The above image was taken with the Surface's rear camera and as you can see from the image quality, it is quite low. With poor color reproduction, the Surface's rear camera is a novelty, at best. 

The front camera works wonderfully well with the stand extended; Microsoft got the angle for the front positioning perfect and it makes using Skype for video calls a breeze.

Touch and Type Covers:

One of the best features about the Surface is the Touch and Type covers. These two accessories take the tablet from touch to tactical with a quick click. The Touch cover utilizes a membrane type material to act as a keyboard and the Type cover is closer to a traditional keyboard.

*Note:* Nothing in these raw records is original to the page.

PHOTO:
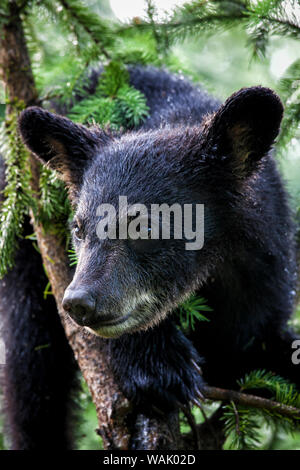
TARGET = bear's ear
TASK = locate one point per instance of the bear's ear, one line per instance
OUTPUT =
(243, 130)
(60, 143)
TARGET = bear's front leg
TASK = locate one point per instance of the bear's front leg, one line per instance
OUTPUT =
(157, 368)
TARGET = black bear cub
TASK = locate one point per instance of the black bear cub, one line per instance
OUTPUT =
(190, 150)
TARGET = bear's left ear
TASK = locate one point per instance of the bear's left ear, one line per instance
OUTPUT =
(243, 130)
(60, 143)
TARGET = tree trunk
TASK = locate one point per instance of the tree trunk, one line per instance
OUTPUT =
(90, 351)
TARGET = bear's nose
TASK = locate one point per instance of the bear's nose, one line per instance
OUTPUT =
(80, 305)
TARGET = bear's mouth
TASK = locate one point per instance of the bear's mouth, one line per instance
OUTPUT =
(109, 321)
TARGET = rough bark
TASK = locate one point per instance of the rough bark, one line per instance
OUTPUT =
(111, 406)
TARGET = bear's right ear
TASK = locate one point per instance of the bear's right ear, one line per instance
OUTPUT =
(244, 129)
(60, 143)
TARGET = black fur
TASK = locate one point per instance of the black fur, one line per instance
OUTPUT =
(190, 150)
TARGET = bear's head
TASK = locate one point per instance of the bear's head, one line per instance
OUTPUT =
(195, 179)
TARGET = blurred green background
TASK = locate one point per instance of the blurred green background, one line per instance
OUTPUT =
(222, 64)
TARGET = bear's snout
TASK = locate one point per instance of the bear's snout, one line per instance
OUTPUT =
(80, 304)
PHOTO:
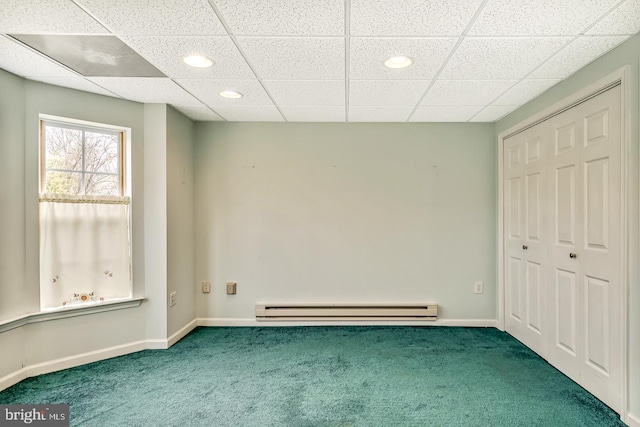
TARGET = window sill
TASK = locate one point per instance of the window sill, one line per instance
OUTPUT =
(63, 313)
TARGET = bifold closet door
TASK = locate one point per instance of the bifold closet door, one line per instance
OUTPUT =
(586, 299)
(527, 241)
(562, 234)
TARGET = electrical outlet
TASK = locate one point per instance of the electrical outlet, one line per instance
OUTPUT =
(206, 287)
(231, 288)
(478, 287)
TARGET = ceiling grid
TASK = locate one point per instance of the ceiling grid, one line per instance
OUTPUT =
(318, 60)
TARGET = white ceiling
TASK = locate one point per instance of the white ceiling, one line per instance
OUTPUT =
(322, 60)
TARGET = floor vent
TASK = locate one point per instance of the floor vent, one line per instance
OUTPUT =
(288, 311)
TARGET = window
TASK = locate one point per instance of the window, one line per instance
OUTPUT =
(82, 160)
(84, 214)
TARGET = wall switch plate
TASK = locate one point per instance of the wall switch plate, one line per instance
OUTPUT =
(478, 287)
(231, 288)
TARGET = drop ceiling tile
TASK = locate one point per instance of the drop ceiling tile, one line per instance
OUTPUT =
(379, 114)
(312, 93)
(314, 114)
(386, 92)
(367, 56)
(444, 113)
(79, 83)
(493, 113)
(500, 58)
(147, 89)
(466, 92)
(166, 53)
(624, 20)
(538, 17)
(298, 58)
(524, 91)
(23, 61)
(178, 17)
(283, 17)
(411, 17)
(41, 17)
(208, 91)
(576, 55)
(198, 113)
(250, 113)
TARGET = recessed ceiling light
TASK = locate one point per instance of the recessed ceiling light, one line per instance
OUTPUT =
(230, 94)
(198, 61)
(400, 61)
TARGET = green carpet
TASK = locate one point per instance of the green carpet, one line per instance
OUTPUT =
(322, 376)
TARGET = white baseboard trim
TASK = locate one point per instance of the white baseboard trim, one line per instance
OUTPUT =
(632, 420)
(157, 344)
(14, 378)
(69, 362)
(182, 332)
(477, 323)
(93, 356)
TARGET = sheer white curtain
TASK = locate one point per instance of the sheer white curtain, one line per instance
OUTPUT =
(84, 249)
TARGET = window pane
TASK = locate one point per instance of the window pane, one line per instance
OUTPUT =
(63, 182)
(101, 152)
(101, 185)
(63, 148)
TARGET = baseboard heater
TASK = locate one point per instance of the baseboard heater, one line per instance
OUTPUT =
(289, 311)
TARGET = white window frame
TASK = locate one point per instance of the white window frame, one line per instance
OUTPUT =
(125, 190)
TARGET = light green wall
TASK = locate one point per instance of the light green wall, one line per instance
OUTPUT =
(346, 212)
(20, 105)
(180, 217)
(12, 223)
(626, 55)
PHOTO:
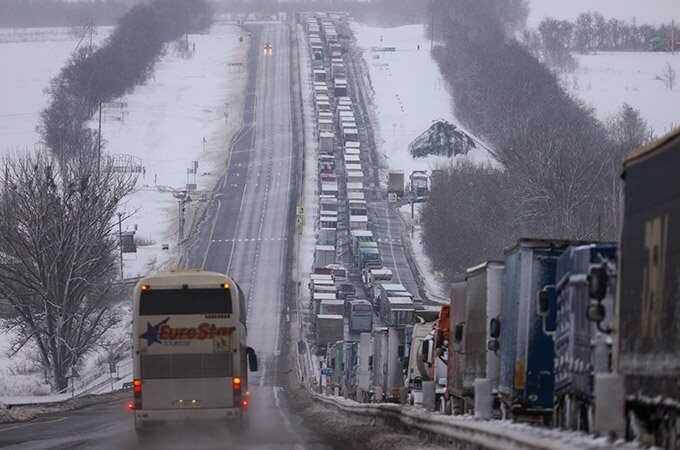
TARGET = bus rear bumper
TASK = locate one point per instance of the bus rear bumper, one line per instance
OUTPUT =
(149, 416)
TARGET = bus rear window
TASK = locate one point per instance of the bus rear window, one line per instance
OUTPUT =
(158, 302)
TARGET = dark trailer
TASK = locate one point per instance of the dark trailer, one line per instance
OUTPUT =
(647, 353)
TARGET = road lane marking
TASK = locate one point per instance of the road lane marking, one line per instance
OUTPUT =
(24, 425)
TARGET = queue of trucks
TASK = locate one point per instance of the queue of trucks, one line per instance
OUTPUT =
(580, 335)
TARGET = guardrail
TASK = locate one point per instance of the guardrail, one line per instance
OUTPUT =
(469, 432)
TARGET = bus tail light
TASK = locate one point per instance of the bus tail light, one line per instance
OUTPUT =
(136, 402)
(236, 388)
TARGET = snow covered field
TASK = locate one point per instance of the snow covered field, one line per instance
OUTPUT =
(607, 80)
(163, 125)
(410, 93)
(31, 57)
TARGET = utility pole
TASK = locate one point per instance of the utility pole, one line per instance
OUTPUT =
(99, 139)
(432, 25)
(120, 243)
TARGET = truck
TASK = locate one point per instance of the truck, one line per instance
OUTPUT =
(455, 399)
(418, 369)
(527, 376)
(329, 329)
(365, 367)
(646, 345)
(387, 381)
(360, 314)
(370, 276)
(369, 257)
(474, 335)
(359, 236)
(397, 311)
(324, 255)
(419, 184)
(395, 182)
(581, 350)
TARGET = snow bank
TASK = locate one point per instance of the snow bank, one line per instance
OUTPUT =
(31, 57)
(435, 284)
(607, 80)
(409, 92)
(163, 125)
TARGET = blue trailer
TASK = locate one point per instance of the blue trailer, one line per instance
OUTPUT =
(527, 351)
(580, 348)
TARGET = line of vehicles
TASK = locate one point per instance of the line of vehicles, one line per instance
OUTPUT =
(190, 356)
(580, 335)
(361, 295)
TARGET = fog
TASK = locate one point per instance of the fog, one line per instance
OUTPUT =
(649, 11)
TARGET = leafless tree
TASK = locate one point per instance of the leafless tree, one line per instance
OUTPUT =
(668, 76)
(57, 260)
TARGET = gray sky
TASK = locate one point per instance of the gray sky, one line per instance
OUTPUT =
(645, 11)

The Touch cover takes some time to get used to but is certainly useable and keeps the profile of the surface to a minimal. Think of the Touch cover as cover that conveniently works as a keyboard when needed but not as a primarily source of input. The Type cover is much easier to use for those who need to type significantly longer documents but does add a bit of bulk to the Surface's profile.

If you plan to use the Surface to crank out essays, the Type cover is for you, for those who only need to enter a web address or pen an email on occasion, stick with the Touch cover.

We had no issues using either cover but for us, the Type cover is a better choice as we used it to type this review. The best part is that you have a choice and depending on your typing needs, Microsoft has you covered.

One item to be aware of is that the back of the black Type and Touch covers is much softer than the colored Touch covers. The black covers feel like a cloth material where the colored covers are much firmer and feel like felt over stiff cardboard.

Using the device:

One thing Microsoft has done with the Surface is made it usable in many different situations. It’s a grab and go device but can also be a workhorse when needed.

The limitations of Windows RT do not burden the experience and it’s actually quite useful as long as your productivity is limited to Office and Windows Store applications.

Using the Surface on your lap can be done but it is not as comfortable as using a laptop. The kickstand on your legs keeps you feeling a bit nervous at times as if the device will tumble over at any given moment.

But the best part about the Surface, is that you can quickly remove the keyboard and go touch only, and from that perspective, using the tablet on your lap, plane, train or automobile, is an easy affair. Then, when you get to your destination, attach the keyboard, and you are good to go.

Using the tablet in portrait mode is an awkward as the weight distribution becomes uneven as your hands rest in the middle which makes them a pivot point like a teeter-toter. We rarely envision a situation where you would want to use the Surface in portrait mode as it uncomfortable to use. Additionally, when in portrait mode, your thumb lands directly on the Windows key which leads to many accidental clicks. 

We would question if the Surface is a true laptop replacement as it fills out the tablet category nicely but to ditch your laptop for this device is not a choice we would recommend. Is the Surface good? Certainly, but it is not an end-all solution to your computing needs.

Conclusion:

The Microsoft Surface is a story of stunning hardware and mediocre software. The good news here is that the software issues can be fixed with updates but this may not put early adopters at ease.

The Surface hardware is top notch as the VaporMG case is fantastic and the build quality is on par with the best in the industry. The software is where the Surface comes up short but Microsoft knows this and fortunately, Microsoft is an expert at optimization and pushing out software updates. We fully expect Microsoft to mend any performance issues in the near future and when they do, we highly recommend the Surface to anyone, without hesitation.